If countries cannot make proper preparations for these challenges, they may face extremely difficult challenges in having to deal with joblessness and social crises.

Only education can provide the tools to tackle the problem of inequality in the future.

Requirements for jobs in the age of AI are quite different to those in the industrial era.

Programmatic, repeatable work will be increasingly replaced by AI; while new jobs will require much more creative thinking, something that in many countries is not normally the main focus of the educational system.

What, then, should education do to solve the problem of inequality and lack of creativity?

In my view, the most important thing is to produce and share educational programmes that promote creativity.

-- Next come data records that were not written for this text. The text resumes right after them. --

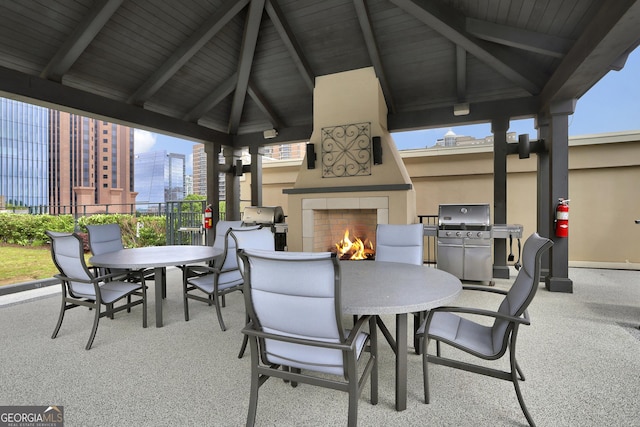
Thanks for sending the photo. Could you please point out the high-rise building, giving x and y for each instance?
(91, 165)
(188, 185)
(200, 172)
(160, 176)
(24, 158)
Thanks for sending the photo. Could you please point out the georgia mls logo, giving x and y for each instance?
(31, 416)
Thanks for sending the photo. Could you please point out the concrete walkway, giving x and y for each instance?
(581, 358)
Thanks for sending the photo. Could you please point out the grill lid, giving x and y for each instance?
(254, 215)
(464, 217)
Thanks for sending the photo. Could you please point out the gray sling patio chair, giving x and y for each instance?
(251, 238)
(402, 243)
(215, 280)
(105, 238)
(293, 301)
(488, 341)
(80, 287)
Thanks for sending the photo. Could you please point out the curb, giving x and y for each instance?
(27, 286)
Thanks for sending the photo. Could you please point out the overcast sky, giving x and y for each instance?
(612, 104)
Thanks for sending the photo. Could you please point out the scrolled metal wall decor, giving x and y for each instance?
(346, 150)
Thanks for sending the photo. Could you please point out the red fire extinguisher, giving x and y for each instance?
(208, 217)
(562, 218)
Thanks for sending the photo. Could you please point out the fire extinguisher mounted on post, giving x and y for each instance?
(207, 218)
(562, 218)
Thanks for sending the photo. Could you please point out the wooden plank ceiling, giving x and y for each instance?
(226, 70)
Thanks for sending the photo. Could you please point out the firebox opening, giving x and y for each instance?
(330, 226)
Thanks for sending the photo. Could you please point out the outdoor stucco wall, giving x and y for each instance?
(604, 188)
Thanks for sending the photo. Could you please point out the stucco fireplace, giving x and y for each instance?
(350, 122)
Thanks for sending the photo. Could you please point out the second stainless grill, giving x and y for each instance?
(268, 216)
(464, 241)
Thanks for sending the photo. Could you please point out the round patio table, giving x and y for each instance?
(377, 287)
(158, 258)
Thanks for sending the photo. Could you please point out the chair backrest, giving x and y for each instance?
(296, 294)
(67, 252)
(105, 238)
(400, 243)
(524, 287)
(221, 232)
(252, 238)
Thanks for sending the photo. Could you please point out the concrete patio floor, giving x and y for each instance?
(581, 358)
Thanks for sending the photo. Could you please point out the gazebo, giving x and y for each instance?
(237, 74)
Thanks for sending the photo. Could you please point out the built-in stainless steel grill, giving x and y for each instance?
(271, 216)
(464, 241)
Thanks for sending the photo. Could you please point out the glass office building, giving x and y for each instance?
(159, 177)
(24, 156)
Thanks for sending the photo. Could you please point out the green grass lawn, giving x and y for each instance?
(22, 263)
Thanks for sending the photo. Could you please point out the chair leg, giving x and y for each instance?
(61, 316)
(245, 340)
(373, 344)
(243, 348)
(425, 368)
(96, 319)
(144, 303)
(255, 384)
(185, 297)
(219, 312)
(515, 369)
(352, 419)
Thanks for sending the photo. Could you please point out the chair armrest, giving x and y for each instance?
(95, 280)
(200, 270)
(357, 329)
(251, 331)
(524, 320)
(484, 289)
(481, 312)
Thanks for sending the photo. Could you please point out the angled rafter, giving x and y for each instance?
(372, 47)
(213, 99)
(519, 38)
(264, 106)
(249, 40)
(189, 48)
(84, 33)
(289, 40)
(450, 24)
(605, 39)
(461, 73)
(55, 95)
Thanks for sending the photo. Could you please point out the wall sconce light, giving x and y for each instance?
(270, 133)
(461, 109)
(377, 150)
(311, 156)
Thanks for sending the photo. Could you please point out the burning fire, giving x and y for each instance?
(356, 249)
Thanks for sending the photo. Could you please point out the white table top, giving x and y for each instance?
(155, 256)
(376, 287)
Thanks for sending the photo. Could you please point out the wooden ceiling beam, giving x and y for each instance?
(249, 41)
(82, 36)
(50, 94)
(288, 38)
(612, 34)
(451, 24)
(264, 106)
(185, 52)
(374, 54)
(519, 38)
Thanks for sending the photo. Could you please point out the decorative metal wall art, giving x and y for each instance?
(346, 150)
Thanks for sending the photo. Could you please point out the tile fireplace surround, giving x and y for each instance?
(311, 205)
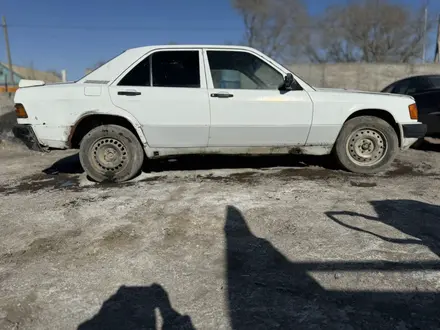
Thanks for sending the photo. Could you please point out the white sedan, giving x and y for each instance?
(162, 101)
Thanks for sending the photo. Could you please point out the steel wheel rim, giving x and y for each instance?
(367, 147)
(109, 155)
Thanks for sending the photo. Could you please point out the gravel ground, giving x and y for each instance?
(219, 243)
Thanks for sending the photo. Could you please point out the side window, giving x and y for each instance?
(138, 76)
(176, 69)
(401, 87)
(241, 70)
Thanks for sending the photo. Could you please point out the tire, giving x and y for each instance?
(111, 153)
(366, 145)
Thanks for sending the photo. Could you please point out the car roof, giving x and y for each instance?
(419, 76)
(147, 48)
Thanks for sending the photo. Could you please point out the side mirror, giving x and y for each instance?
(289, 82)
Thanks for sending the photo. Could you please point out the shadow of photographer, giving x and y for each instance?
(133, 308)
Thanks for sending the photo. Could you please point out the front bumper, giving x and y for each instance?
(415, 131)
(26, 134)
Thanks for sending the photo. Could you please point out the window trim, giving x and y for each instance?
(156, 50)
(209, 79)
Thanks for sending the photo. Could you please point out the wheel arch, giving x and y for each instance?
(379, 113)
(94, 119)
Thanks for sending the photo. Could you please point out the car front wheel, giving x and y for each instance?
(366, 145)
(111, 153)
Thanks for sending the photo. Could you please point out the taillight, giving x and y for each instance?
(413, 112)
(20, 111)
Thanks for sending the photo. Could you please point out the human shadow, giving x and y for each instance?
(133, 308)
(413, 218)
(265, 290)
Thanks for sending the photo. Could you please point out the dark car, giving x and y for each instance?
(426, 91)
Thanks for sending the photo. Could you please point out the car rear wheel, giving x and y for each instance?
(111, 153)
(366, 145)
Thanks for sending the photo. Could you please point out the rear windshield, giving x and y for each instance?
(435, 81)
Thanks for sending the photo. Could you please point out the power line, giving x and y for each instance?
(125, 28)
(153, 28)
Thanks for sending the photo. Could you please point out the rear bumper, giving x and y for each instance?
(26, 134)
(415, 131)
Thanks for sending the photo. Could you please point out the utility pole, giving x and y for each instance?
(8, 51)
(437, 44)
(425, 32)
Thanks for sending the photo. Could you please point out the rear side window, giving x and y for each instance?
(138, 76)
(388, 89)
(401, 87)
(166, 69)
(176, 69)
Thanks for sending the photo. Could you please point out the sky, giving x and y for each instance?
(74, 35)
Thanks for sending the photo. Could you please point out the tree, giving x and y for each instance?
(273, 26)
(367, 31)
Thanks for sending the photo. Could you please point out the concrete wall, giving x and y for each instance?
(361, 76)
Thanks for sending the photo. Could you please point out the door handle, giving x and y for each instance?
(222, 95)
(129, 93)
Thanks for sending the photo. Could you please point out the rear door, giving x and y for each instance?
(166, 92)
(247, 107)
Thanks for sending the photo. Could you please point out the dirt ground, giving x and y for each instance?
(219, 243)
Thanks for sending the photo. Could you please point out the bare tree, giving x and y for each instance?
(367, 31)
(273, 26)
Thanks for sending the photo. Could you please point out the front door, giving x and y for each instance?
(247, 107)
(166, 93)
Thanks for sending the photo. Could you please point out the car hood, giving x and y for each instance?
(351, 91)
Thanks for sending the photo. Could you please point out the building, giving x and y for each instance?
(24, 73)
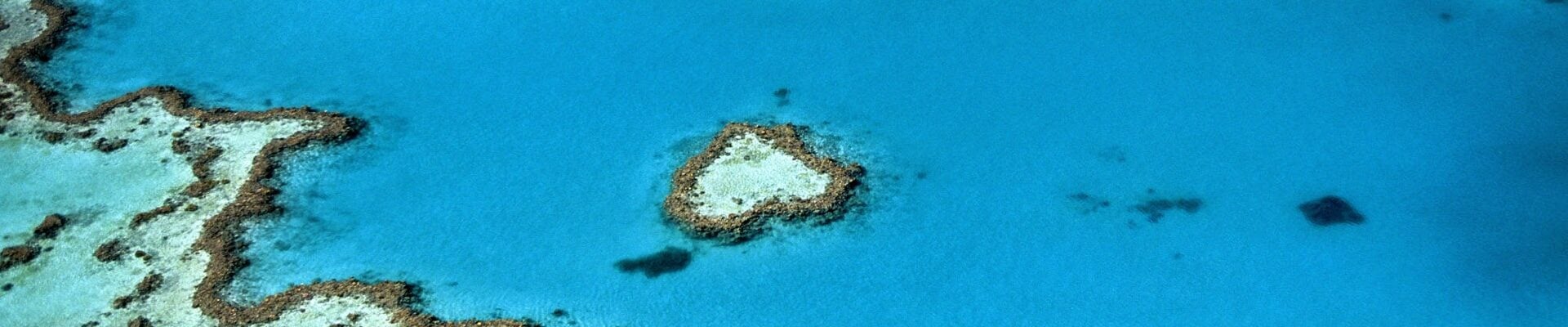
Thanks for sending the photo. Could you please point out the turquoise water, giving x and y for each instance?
(518, 150)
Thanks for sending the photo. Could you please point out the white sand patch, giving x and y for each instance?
(334, 310)
(99, 192)
(751, 172)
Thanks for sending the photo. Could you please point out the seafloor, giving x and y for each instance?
(1027, 164)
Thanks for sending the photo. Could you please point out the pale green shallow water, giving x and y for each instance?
(518, 150)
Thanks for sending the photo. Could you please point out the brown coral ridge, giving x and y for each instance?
(745, 225)
(220, 236)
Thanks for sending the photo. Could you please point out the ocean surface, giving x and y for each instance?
(518, 150)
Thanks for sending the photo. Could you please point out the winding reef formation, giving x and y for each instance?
(187, 240)
(750, 173)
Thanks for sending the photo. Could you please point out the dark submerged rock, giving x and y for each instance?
(783, 96)
(110, 250)
(1329, 211)
(52, 137)
(1156, 208)
(51, 226)
(105, 145)
(18, 255)
(651, 266)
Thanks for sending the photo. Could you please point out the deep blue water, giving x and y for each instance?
(516, 150)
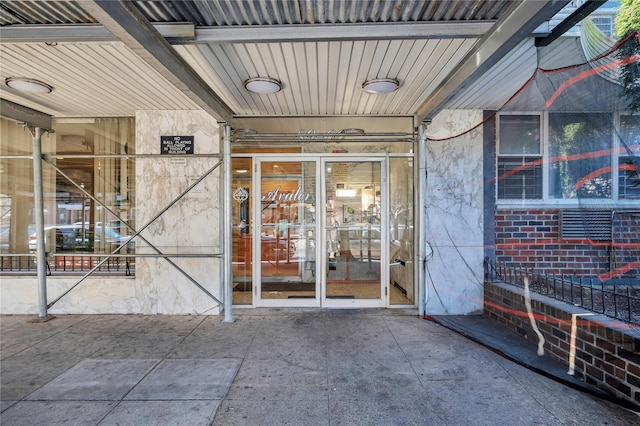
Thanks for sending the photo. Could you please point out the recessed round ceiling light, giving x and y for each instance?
(28, 85)
(380, 85)
(263, 85)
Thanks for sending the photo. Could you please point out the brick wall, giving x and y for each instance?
(607, 352)
(531, 239)
(625, 238)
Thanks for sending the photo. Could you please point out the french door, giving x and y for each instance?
(314, 226)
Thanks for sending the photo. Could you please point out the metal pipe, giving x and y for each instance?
(41, 255)
(420, 223)
(309, 140)
(227, 225)
(336, 134)
(132, 156)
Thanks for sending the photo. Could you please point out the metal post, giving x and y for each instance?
(227, 224)
(41, 255)
(420, 223)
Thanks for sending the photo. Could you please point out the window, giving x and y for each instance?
(566, 157)
(629, 160)
(604, 24)
(519, 157)
(579, 156)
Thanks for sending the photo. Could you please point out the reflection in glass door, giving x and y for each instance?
(353, 234)
(286, 245)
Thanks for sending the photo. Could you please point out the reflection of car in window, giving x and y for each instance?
(272, 248)
(58, 237)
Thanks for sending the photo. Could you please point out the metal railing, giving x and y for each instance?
(615, 298)
(67, 264)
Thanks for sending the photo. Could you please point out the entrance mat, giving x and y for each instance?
(141, 379)
(288, 286)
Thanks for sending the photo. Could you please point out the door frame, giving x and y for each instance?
(383, 301)
(258, 301)
(320, 299)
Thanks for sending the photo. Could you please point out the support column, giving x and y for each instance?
(227, 224)
(421, 228)
(41, 256)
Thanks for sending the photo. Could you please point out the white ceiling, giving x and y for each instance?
(322, 74)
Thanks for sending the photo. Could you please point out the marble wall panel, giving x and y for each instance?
(454, 215)
(95, 295)
(190, 225)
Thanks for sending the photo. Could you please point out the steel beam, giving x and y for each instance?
(30, 117)
(187, 33)
(227, 224)
(86, 33)
(578, 15)
(38, 201)
(518, 23)
(329, 32)
(126, 23)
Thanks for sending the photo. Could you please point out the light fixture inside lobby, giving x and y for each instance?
(380, 85)
(263, 85)
(28, 85)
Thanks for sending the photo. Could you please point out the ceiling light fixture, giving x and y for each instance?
(263, 85)
(28, 85)
(380, 85)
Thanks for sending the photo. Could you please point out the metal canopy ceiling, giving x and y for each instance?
(108, 58)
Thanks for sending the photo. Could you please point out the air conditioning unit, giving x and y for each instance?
(578, 224)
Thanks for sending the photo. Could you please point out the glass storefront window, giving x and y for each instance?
(401, 225)
(78, 171)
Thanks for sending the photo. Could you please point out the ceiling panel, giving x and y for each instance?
(88, 80)
(325, 78)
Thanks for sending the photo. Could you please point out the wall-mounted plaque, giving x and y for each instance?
(173, 145)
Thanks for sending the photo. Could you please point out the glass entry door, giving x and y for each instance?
(285, 238)
(318, 244)
(354, 257)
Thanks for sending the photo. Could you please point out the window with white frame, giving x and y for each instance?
(519, 157)
(629, 157)
(579, 155)
(568, 156)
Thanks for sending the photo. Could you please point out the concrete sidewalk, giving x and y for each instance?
(273, 367)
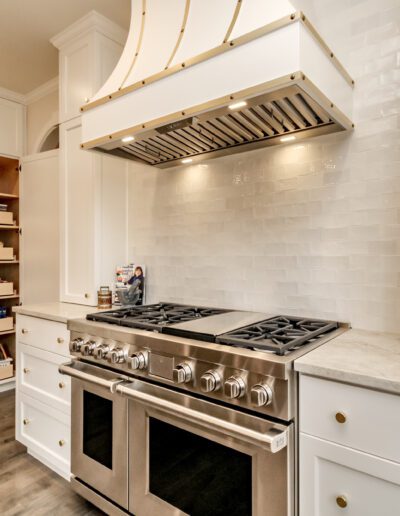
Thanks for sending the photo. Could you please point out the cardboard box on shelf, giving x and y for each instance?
(6, 323)
(6, 288)
(6, 217)
(6, 253)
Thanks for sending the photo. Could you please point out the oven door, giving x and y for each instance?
(190, 456)
(99, 442)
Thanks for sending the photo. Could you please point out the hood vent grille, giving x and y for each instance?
(263, 121)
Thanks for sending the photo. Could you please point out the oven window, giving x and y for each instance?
(97, 428)
(196, 475)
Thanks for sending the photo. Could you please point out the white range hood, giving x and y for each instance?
(203, 78)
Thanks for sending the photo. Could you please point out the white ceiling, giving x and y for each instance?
(27, 58)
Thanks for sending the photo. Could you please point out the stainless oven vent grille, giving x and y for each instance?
(264, 120)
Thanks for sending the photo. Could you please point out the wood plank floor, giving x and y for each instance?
(27, 487)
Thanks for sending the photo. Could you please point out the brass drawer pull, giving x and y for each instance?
(341, 501)
(340, 417)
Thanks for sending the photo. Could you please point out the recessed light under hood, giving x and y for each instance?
(254, 89)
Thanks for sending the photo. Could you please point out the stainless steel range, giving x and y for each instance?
(188, 410)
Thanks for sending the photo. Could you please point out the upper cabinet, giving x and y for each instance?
(11, 128)
(89, 50)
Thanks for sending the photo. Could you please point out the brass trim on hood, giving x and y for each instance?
(138, 46)
(180, 36)
(228, 45)
(290, 105)
(233, 21)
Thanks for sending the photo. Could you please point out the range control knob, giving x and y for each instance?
(234, 387)
(139, 360)
(75, 345)
(210, 381)
(88, 348)
(261, 395)
(182, 373)
(116, 356)
(101, 351)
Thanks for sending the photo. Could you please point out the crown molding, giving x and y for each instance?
(33, 96)
(91, 22)
(41, 91)
(12, 95)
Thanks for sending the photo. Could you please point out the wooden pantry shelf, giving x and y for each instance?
(3, 195)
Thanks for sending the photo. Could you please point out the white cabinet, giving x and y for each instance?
(93, 203)
(40, 240)
(336, 480)
(349, 460)
(11, 128)
(89, 51)
(43, 397)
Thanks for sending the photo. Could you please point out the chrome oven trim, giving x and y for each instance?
(113, 483)
(271, 446)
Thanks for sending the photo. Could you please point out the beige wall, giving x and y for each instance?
(40, 117)
(310, 228)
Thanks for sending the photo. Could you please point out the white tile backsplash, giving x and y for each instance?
(310, 228)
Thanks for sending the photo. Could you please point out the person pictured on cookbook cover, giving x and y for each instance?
(137, 280)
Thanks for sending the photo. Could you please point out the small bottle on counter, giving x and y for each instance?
(104, 298)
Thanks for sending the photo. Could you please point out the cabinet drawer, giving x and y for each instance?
(335, 481)
(41, 333)
(45, 430)
(353, 416)
(38, 377)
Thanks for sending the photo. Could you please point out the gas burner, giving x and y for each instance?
(279, 334)
(154, 317)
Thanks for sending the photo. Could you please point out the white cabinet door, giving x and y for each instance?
(93, 217)
(79, 276)
(40, 240)
(332, 476)
(11, 128)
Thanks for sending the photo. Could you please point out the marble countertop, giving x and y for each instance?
(60, 312)
(365, 358)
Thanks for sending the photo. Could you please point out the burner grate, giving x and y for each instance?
(279, 334)
(154, 317)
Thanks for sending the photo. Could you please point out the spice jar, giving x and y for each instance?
(104, 298)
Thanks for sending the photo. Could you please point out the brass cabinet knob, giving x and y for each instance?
(340, 417)
(341, 501)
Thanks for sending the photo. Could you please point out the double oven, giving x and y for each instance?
(142, 448)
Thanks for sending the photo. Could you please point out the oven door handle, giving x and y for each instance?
(273, 438)
(91, 374)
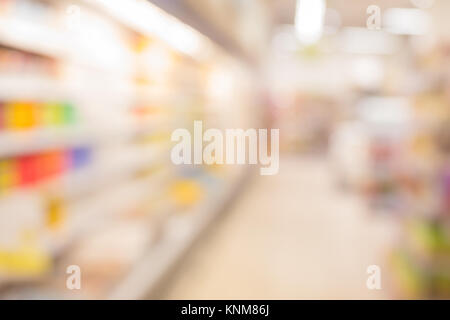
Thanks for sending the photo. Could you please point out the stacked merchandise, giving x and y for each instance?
(409, 178)
(86, 114)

First, we need a group of professionals who can lead the design of innovative educational programmes, including the content and teaching methods.

These should allow students to learn in explorative, creative ways, and focus on promoting the habits of self-learning and independent thinking, and make creative thinking the most important goal.

Education as commodity

Second, these innovative programmes should be shared broadly, by all children.

Nowadays, in many countries, education has become a high-price commodity, serving as the tool of an elite group to keep their social status advantages.

This undoubtedly exacerbates the problem of social inequality.

In addition to innovation in educational content, it is equally important to improve sharing mechanisms if we are to make progress.

We need to help all children, whatever their families’ status, to have the same opportunities to train and develop their creative thinking.

Can creativity be taught?

Traditionally, people have often considered creativity to be a set of special talents belonging to a few individuals; they saw it as a sign of genius, as a gift, and something brought about through inspiration.

However, new psychological studies suggest there are some common traits in the creative thinking processes.

One prominent feature is the feasible transition between divergent thinking and convergent thinking, which can be practised in classes.

The capacity to identify and then solve problems can be practised as well.

These traits can be trained through designed programmes. Teachers can ask more open questions, encourage students to give independent solutions, let them learn in creative ways, and establish virtuous cycles of explore-study-create in class.

Can this educational innovation be inclusive?

Traditionally, high-quality education has depended on face-to-face teaching by distinguished teachers, and so it was more or less restricted to prestigious campuses.

With new technologies, however, high-quality education can be promoted in a much broader way.

Internet courses can offer people free or low-price education, online applications, and AI techniques can help students learn by themselves; and this new teacher-training system can help spread innovative classes at relatively low cost. Only by these new paths, can all children share the advantages of educational innovation.